言葉とは、他人と自分の心を結ぶ「鏡」のシステムの産物

 人間の脳では、ミラーニューロンは運動性言語野(ブローカ野)に存在する。(125頁)「コンピュータ全盛の現代、コミュニケーションと言うと、『一つの脳からもう一つの脳へと情報が移動する』というようなイメージを持ちがちだが、実際にはお互いの心が相手の心を鏡のように映し出すプロセスでもあるのだ。」(125頁) この脳科学の知見は、言語やコミュニケーションを考えるうえで衝撃的である。『コヘレトの言葉』の「太陽の下、新しいものは何ひとつない」を想いだす。

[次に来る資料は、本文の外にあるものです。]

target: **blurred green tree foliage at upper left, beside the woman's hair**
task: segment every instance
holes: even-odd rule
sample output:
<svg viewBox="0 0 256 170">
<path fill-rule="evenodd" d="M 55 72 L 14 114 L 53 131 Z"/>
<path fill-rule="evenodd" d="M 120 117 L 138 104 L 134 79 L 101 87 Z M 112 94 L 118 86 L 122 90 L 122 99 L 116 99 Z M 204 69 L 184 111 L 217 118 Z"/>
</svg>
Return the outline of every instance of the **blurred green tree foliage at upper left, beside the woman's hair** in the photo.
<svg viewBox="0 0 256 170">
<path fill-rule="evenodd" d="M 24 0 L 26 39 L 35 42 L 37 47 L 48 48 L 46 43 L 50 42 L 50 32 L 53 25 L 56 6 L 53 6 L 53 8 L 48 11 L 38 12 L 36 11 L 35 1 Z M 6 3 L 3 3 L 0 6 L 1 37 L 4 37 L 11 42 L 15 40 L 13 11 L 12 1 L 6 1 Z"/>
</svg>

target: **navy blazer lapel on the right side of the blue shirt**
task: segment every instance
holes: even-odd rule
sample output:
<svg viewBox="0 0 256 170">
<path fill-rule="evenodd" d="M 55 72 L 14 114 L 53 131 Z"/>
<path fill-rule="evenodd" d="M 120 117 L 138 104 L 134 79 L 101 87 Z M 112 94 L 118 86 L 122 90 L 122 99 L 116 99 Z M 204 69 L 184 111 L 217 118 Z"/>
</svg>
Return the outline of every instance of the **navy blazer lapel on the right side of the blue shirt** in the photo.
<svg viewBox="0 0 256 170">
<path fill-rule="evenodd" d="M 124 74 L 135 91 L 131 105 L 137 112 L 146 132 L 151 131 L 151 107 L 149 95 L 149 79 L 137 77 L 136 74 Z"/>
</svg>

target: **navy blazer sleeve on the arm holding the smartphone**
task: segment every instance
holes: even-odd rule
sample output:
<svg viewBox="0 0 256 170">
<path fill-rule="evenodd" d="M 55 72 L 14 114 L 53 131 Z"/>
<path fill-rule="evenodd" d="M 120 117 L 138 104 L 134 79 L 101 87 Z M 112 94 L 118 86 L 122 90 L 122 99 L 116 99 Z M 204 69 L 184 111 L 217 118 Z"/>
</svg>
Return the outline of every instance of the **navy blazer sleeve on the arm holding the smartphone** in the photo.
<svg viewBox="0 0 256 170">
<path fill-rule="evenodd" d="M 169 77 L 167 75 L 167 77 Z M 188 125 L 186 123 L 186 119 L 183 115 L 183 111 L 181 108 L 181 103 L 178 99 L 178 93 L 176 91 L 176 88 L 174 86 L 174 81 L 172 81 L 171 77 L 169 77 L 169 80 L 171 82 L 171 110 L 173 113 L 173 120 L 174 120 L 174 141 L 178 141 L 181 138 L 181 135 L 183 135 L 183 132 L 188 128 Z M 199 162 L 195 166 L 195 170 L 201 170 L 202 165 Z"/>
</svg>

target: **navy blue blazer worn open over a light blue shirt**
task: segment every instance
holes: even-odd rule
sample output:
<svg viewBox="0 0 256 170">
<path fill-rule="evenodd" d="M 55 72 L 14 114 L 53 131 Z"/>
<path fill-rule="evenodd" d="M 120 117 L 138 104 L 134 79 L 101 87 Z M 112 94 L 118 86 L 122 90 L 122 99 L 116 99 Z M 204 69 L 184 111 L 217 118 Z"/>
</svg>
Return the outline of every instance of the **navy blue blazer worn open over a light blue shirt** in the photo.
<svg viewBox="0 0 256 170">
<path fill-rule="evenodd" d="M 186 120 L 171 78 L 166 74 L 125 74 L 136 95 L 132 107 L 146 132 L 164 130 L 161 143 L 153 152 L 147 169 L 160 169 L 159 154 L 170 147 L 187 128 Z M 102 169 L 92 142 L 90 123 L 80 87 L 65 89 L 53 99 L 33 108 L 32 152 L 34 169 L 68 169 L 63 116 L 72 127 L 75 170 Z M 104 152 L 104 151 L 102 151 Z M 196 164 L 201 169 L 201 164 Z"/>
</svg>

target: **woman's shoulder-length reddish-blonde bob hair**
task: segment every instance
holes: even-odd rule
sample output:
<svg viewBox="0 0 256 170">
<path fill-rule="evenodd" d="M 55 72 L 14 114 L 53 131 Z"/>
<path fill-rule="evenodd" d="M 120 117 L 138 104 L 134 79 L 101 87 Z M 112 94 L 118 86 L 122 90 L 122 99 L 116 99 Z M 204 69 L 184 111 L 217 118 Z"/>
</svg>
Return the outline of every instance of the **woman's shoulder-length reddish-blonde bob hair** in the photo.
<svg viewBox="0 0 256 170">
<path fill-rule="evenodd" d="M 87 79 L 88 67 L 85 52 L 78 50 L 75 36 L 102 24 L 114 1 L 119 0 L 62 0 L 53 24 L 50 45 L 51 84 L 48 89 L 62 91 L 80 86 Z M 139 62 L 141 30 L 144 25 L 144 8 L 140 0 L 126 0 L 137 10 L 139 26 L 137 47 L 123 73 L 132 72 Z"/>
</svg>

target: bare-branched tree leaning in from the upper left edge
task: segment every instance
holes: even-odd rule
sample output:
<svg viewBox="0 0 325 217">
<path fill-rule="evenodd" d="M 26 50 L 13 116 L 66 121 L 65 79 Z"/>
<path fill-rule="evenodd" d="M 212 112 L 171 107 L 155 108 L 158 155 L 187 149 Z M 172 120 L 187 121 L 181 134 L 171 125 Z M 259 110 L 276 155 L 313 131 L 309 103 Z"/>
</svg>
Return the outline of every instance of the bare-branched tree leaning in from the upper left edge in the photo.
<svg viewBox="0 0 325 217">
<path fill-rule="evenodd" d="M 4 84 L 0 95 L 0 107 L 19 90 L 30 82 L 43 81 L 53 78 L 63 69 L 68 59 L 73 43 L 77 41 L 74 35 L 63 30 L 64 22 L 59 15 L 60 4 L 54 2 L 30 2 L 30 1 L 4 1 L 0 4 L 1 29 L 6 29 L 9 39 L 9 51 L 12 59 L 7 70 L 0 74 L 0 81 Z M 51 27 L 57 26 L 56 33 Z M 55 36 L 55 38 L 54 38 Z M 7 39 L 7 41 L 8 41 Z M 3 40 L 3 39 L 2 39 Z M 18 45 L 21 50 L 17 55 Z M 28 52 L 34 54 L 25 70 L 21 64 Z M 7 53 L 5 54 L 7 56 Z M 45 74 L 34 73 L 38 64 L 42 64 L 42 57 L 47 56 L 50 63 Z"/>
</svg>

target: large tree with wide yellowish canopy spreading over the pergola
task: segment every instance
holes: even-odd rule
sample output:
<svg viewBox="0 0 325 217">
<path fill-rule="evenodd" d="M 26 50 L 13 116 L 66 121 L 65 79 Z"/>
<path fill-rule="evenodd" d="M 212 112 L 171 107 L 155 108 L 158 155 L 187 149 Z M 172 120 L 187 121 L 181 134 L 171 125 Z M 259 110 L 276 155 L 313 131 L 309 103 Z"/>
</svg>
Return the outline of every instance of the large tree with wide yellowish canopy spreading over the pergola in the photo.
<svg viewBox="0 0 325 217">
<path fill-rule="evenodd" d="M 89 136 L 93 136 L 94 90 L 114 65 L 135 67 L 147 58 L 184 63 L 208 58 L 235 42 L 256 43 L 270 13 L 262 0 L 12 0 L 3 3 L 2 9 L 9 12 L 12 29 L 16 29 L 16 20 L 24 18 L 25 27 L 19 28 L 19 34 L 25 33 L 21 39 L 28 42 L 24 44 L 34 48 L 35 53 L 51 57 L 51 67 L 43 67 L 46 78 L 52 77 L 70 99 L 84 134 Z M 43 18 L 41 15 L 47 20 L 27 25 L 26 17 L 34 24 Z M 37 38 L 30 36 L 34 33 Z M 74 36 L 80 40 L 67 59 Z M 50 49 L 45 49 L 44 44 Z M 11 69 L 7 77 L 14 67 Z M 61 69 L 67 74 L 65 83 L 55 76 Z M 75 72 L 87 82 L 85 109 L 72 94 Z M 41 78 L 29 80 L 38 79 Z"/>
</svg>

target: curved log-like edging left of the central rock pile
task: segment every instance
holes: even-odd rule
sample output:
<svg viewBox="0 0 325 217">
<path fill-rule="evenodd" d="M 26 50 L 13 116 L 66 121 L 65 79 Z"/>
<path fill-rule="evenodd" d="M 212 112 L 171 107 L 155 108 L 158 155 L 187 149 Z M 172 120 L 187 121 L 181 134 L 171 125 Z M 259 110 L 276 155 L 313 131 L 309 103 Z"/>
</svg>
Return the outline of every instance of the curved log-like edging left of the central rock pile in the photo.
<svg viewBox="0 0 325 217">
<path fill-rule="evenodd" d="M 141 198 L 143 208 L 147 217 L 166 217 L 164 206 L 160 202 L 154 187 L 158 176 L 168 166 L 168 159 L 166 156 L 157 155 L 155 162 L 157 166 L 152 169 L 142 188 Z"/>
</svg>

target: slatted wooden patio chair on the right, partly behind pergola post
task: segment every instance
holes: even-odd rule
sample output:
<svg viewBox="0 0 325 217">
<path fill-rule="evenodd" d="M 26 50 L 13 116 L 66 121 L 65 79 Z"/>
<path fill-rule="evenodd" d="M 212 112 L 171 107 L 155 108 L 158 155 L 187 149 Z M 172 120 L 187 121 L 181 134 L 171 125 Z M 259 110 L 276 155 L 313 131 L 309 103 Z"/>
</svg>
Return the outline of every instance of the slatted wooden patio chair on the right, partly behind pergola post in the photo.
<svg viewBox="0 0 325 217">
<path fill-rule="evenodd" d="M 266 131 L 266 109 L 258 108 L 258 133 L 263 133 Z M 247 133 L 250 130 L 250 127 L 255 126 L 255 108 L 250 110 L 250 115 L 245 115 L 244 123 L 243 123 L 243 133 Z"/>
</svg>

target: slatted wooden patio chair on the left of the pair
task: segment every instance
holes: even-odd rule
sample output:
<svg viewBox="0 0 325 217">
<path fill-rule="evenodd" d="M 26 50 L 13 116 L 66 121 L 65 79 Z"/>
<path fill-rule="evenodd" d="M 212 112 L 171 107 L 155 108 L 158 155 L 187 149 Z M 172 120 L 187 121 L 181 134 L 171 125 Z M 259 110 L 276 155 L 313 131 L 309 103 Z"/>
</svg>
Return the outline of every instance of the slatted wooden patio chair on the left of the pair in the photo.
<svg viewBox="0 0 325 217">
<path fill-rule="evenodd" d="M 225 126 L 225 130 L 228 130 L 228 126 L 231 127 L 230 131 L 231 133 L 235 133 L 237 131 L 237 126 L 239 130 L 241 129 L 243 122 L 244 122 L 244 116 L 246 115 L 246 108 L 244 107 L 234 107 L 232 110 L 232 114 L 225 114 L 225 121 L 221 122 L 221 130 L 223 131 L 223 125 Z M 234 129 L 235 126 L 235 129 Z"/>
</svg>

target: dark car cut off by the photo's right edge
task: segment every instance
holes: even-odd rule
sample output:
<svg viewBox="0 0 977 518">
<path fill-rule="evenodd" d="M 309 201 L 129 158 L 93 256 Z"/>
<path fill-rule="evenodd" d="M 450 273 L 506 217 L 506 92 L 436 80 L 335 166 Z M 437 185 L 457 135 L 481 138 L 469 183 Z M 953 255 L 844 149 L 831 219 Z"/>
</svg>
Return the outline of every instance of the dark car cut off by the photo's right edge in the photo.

セレンディピティ(偶然、幸運に出会う能力)は頭や気の回し方で左右される

 「幸運は、準備のできた精神に訪れる」(ルイ・パスツール)。「偶然の出会いを見逃さない観察力、洞察力。〔中略〕人間の脳は、自己完結しない。」(128頁)

脳科学的に正しい英語上達法

 多くの英語の文章を読み、会話を聞く。長期記憶はまず「エピソード記憶」として貯蔵される。エピソード記憶が蓄積すると、次第に「意味記憶」が立ち上がってくる。脳は「多くの場合、直接、意味を記憶するのではなく、エピソードから意味を編集し、類推している。〔中略〕言葉の意味は、さまざまなエピソード記憶の中から抽象化されて、理解されていくのである。」(133頁) 「すぐにわかるかどうかにかかわらず、大量の英語体験にさらされること以外に、脳の中に生きた英語を根付かせる方法はない。」(134頁) これはアイルランド語にも当てはまる。一ヶ月もアイルランド語だけで授業を受けると、いやでも 〈エピソード記憶意味記憶〉という過程が立ち上がってくる。ただし、これは意味という領域にのみ絞って考えた場合である。言葉の音楽性に気づくためには、また別の過程が存するだろう。

ミラーシステム

 「他人の心の状態を読み取る、前頭葉を中心とする『ミラーシステム』のはたらきにより、人から人へと感情は簡単に伝わっていく。〔中略〕自分が元気なときほど他者に向き合うエネルギーも高まる。元気がなくなると、『感情の引きこもり』に陥りがちである。昨今の日本人はお互いの内向きの感情ばかりコピーし合ってはいないか。少しばかり、異質な他者の感情を処方してみるべきときが来たようである。」(154-155頁)

スロー・ラーニング

 小柴昌俊博士が強調する「ゆったり」楽しむことの大切さ。「コンピュータにはまねのできない、脳の持つ創造性を最大限に発揮するためには、外部からの強制ではなく、内側から自発的にわき上がってくるプロセスを生かす必要がある。そのためには、時間をかけるしかない。創造性の促成栽培は出来ないのである。」(170頁)

何もしないヴァカンスの効用

 「何もせず、ゆったりとする時間を過ごすことで、はじめて立ち上がるプロセスがある。〔中略〕ヴァカンスは、何もやっていないように見えて、実は、脳の中で劇的な変化が起こっている。」(178-179頁) 著者が提唱する「プチ・ヴァカンス」の方法は、「さあ、これから浮世の悩みを全て忘れて、自分の内側にあるものを掘り下げ、引き出してみよう。そう自己暗示をかけて、ゆったりと湯船につかっていると、忘れていた自分に出会えたりする。」(179頁)

創造性のインフラ

 「数学者の藤原正彦さんは、『優れた数学者は、美しさの前に跪くことを知っている土地から生まれる』という説を唱えている。」(193頁)

たまには主語を変えてみる

 開かれた議論のために。「日本語は特殊である」といっても、その主語の立て方だと、議論が止まってしまう。ならば、「同じ文字を二通りによむ言語」とか「四種類の文字がある言語」を主語にすればよい(209頁)。つまり、固有名詞を普通名詞の組合せで表せば、議論は開かれたものになる。〔「は」は主語を指すというよりはトピックの提示機能を有するが。〕

とにかく行動してみる

 「目的とは、往々にして、取った行動に対して脳があとから付ける合理化の理屈のようなもの」(211頁)。「脳は、論理的に閉じた臓器ではない。常に、環境との相互作用の中で、新しいものを取り入れつつ働くシステムである。〔中略〕新しいものに出会うためには、とにかく行動してみなければならない。」(212頁)

小さな成功体験

 リチャード・ファインマンが行き詰まりスランプに陥ったとき、「立ち直るきっかけになったのは、ごく簡単な問題を解いたことだった。」(227頁) 「脳の中では、何らかの成功体験=報酬が得られると、そのような結果をもたらす原因となった行動にさかのぼり、その回路を強化するような学習が起こる。〔中略〕どんな小さなことでもよい。『やってよかった』という達成感を得ることで、脳は確実に変わっていくのである。」(228頁)

 

 以上、縷々あげてみたが、刺激的なポイントが多い割には、本の編集は親切でない。さまざまな関連するポイントを読者があとで振返ろうとしたときの手がかりがあまりにも少ない。だから、索引や参考文献表くらいは附けろと言うのである。本書で関心を持った人が仮に「クオリア・マニフェスト」を見たとしたら、そのギャップが大きすぎる。間をつなぐ配慮がほしい。それとも、「新書」はそれは不要というのか。最低でも、目次を詳しくして、各項目の頁が判るようにしてほしい。それなら、600 円くらいは払ってもいい。

 ところで、表題はひょっとして、"Message in a Bottle" とか "Life in a Bottle" のもじりなのだろうか。